Я дам ей на чай или сделаю какой-нибудь подарок, чтобы она почаще улыбалась, сказал я себе, снова надевая шляпу на голову. Недоверчивое выражение лица мне не нравится. Я взошел на третий этаж, за дверью квартиры справа залаяла собака. Я поднялся на четвертый этаж, подошел к своей квартире, открыл дверь, закрыл ее. Включил свет, повесил шляпу на вешалку. Зажег свет в большой комнате. Затянул шторы. Вытянулся на диване. Затем встал. Уселся в кресло. «Ты у себя дома, тебе хорошо». Так ли это? Да, все-таки хорошо. Есть страны, где нужно быть готовым ко всему: полиция, например, может войти к вам в дом в любой час дня или ночи. Воров я не боялся. Я не жил ни в богатом квартале, ни в богатой квартире. Но мне следовало бы чем-то заняться. Получше узнать квартал, например. А может, завязать какие-нибудь знакомства? Здесь я сомневался. Новые знакомства могут нарушить привычный уклад жизни. И о чем говорить? Сам я ничего интересного не расскажу. То, что смогут рассказать другие, меня не интересует. Чье-либо присутствие меня стесняет: возникает что-то вроде невидимой перегородки. Правда, не всегда. В конце концов, пять-шесть физиономий будет достаточно. Моя новая жизнь может наладиться в самое ближайшее время. У меня возникла мысль выпить еще немного коньяку. Но я подумал о завтрашнем дне, о возможной тошноте, о чугунной голове. Посмотрим, как все образуется, сказал я себе. Жизнь увлекательна, может произойти столько неожиданных событий! Маленьких, не больших. Я не люблю большие приключения, от них только устаешь и ничего больше.

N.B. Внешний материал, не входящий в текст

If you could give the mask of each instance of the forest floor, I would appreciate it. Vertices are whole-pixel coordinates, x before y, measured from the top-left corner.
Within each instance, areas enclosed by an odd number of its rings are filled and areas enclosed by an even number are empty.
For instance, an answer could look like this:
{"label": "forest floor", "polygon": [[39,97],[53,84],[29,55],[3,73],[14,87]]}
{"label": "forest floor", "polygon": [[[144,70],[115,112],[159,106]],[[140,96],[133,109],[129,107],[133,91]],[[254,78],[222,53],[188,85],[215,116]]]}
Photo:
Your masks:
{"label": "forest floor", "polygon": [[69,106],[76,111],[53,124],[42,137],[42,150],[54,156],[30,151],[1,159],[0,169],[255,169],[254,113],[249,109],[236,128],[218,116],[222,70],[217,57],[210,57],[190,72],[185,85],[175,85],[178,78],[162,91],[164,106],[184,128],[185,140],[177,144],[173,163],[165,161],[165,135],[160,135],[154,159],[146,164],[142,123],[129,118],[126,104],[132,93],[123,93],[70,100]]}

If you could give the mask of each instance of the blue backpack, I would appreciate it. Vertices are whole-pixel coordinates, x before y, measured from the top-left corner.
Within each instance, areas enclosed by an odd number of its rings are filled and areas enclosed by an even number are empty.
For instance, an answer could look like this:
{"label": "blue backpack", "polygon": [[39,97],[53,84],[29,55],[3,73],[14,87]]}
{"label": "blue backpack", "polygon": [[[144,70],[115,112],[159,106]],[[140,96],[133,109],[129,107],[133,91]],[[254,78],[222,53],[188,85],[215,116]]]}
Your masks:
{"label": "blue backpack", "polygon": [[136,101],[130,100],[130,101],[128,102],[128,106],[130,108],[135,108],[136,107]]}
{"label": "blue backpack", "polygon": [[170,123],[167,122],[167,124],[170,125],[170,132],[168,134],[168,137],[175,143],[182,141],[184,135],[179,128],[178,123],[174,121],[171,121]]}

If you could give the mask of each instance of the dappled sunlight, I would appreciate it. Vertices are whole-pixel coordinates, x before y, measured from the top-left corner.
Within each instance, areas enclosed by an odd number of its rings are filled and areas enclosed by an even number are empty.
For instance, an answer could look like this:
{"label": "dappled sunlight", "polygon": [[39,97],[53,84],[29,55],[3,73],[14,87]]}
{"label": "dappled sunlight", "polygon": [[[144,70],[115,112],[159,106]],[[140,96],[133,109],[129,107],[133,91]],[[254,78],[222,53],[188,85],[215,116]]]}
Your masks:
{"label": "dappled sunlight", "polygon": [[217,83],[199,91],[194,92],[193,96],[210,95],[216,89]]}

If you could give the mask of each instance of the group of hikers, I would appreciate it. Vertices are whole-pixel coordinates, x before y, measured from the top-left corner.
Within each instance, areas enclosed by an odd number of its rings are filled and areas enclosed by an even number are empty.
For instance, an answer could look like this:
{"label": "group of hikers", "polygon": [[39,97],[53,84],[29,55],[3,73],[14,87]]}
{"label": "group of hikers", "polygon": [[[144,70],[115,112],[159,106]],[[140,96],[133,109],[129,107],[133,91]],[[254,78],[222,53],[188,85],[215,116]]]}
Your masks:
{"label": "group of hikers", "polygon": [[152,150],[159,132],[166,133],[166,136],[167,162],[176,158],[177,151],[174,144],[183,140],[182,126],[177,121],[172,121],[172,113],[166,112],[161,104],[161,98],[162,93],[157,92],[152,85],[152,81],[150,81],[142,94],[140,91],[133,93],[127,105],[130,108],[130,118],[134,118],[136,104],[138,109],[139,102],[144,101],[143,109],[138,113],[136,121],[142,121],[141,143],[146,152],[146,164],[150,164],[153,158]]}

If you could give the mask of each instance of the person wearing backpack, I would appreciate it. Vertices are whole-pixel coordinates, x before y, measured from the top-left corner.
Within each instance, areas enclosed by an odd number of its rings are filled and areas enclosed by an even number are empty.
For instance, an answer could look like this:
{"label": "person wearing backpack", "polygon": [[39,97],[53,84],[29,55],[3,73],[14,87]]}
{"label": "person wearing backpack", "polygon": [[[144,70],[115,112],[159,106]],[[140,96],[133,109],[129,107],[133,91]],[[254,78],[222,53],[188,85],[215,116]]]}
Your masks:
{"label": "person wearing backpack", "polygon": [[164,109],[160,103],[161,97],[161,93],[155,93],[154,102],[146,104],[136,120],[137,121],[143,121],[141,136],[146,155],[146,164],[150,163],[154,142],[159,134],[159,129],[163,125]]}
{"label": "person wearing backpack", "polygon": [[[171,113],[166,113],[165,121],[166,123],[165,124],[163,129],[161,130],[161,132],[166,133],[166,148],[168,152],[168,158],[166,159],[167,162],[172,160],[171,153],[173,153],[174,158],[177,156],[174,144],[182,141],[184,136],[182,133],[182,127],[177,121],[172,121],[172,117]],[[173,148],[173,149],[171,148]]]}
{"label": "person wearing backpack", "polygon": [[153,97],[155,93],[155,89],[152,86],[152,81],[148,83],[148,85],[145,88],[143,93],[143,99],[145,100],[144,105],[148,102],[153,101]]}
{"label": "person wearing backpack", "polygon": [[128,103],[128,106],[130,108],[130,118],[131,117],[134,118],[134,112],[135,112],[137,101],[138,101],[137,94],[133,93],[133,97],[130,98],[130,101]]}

Когда я лучше узнаю квартал и все уголки своей квартиры, я смогу заметить какие-то изменения – маленькие метаморфозы света. Я не изучил еще как следует свою мебель, цвета и оттенки ее обивки. Я встал и подошел к месту, где поставил свои книги. Все они были прочитаны, и не раз. Некоторые из них я уже довольно давно не перечитывал. Но только откроешь первую страницу, как почти всегда вспоминаешь содержание. И тем не менее я любил перечитывать книги. Замечаешь, что в них есть куча вещей, которые не задержались в памяти. Такое-то событие или такая-то сцена. Но сейчас ни одна книга меня не привлекла. Я погасил свет в большой комнате и прошел в коридор, где свет уже был включен, потом в спальню, открыл дверь, зажег лампу, погасил лампу в коридоре и начал раздеваться.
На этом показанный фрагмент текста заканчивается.